Boeing had temporarily halted test flights of its new 737 MAX aircraft due to possible issues with the engine.
The stoppage comes only days ahead of the US plane maker's first scheduled delivery of the aircraft to a customer.
However, Boeing said it was going ahead with plans to begin MAX deliveries this month, adding that production of the jets would continue.
American Airlines, Southwest, and China's Shandong Airlines were among those that had placed orders.
Earlier this year India's SpiceJet placed an order for 205 new planes from Boeing, in a deal valued around $22 billion.
Under the deal the first of the Max 737 planes would be delivered to SpiceJet in 2018.
The MAX fleet was designed to be a more fuel-efficient version and replaced Boeing's previous 737 model which had been a best-seller for the aerospace giant.
Boeing said it was notified last week of a potential issue involving turbine engine discs manufactured by a supplier to CFM International, a GE and France-based Safran joint venture, which makes engines for the 737 Max fleet.
According to Boeing, it had not experienced any problems with the discs during over 2,000 hours of testing.

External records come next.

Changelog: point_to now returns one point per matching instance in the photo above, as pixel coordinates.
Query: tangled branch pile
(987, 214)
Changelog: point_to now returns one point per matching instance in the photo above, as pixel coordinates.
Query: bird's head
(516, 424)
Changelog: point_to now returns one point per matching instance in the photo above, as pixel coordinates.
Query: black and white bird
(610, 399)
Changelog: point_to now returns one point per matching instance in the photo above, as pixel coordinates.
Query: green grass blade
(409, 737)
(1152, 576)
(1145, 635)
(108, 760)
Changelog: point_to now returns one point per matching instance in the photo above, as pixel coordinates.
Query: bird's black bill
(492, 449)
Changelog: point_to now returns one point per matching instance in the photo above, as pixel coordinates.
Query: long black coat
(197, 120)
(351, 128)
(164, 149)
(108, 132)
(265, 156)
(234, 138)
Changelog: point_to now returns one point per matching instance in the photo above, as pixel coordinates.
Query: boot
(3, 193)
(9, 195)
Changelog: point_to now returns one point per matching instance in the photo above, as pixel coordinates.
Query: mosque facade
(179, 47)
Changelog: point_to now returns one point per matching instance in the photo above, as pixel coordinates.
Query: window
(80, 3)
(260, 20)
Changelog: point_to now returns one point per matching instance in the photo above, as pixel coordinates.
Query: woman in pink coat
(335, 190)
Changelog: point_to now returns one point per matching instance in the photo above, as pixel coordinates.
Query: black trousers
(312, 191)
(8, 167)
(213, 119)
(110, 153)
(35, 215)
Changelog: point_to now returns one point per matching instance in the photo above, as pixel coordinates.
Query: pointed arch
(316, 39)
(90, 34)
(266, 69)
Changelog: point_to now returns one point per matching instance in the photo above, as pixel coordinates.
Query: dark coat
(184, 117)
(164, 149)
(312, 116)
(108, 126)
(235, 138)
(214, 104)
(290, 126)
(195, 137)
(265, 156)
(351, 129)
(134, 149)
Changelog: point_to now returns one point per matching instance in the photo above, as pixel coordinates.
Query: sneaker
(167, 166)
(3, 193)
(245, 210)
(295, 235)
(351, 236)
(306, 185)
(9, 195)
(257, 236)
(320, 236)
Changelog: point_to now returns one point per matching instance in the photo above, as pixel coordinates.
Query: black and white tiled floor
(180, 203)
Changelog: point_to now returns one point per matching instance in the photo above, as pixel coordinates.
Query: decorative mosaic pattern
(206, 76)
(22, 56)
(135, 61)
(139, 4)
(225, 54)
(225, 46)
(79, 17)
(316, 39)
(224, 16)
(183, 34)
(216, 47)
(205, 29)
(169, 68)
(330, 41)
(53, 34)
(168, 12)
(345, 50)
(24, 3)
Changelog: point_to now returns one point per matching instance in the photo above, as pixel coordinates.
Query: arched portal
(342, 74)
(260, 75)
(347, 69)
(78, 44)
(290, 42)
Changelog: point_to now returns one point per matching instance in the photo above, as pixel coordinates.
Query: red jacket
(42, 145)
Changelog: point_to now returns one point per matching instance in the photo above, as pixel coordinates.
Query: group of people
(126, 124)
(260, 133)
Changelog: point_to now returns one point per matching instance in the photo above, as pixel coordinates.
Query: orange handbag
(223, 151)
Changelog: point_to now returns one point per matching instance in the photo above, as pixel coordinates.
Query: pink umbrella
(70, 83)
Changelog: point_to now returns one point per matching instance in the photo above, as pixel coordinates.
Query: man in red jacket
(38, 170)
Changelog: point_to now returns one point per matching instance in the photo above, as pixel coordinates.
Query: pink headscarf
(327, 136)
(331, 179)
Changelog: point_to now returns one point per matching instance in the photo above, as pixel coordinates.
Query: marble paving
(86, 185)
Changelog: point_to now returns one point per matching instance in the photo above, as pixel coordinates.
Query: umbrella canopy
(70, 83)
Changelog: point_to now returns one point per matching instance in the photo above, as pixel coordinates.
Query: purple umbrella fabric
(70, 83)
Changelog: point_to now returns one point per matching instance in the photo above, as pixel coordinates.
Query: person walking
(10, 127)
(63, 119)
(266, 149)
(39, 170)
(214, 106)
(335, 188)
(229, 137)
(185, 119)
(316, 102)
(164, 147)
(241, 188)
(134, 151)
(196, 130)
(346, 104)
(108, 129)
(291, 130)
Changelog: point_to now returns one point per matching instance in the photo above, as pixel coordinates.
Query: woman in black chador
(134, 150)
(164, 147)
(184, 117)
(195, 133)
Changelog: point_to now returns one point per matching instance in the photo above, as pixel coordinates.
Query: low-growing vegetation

Boeing shares were down 1.3 per cent to $183.15 in afternoon trading on the New York Stock Exchange, while GE shares were down 0.9 per cent at $28.67.
The 737 MAX will replace the earlier version of Boeing's best-selling single-aisle aircraft, the 737, which had been a moneyspinner for the aerospace company.
The 737 MAX 8, the first version of the plane to be built, seats 162 passengers and carries a list price of $110 million but airlines typically receive steep discounts.
Delayed deliveries are likely to cause a build up in Boeing's inventory, "as planes essentially sit waiting for engines," analyst Rob Stallard of Vertical Research Partners told Bloomberg.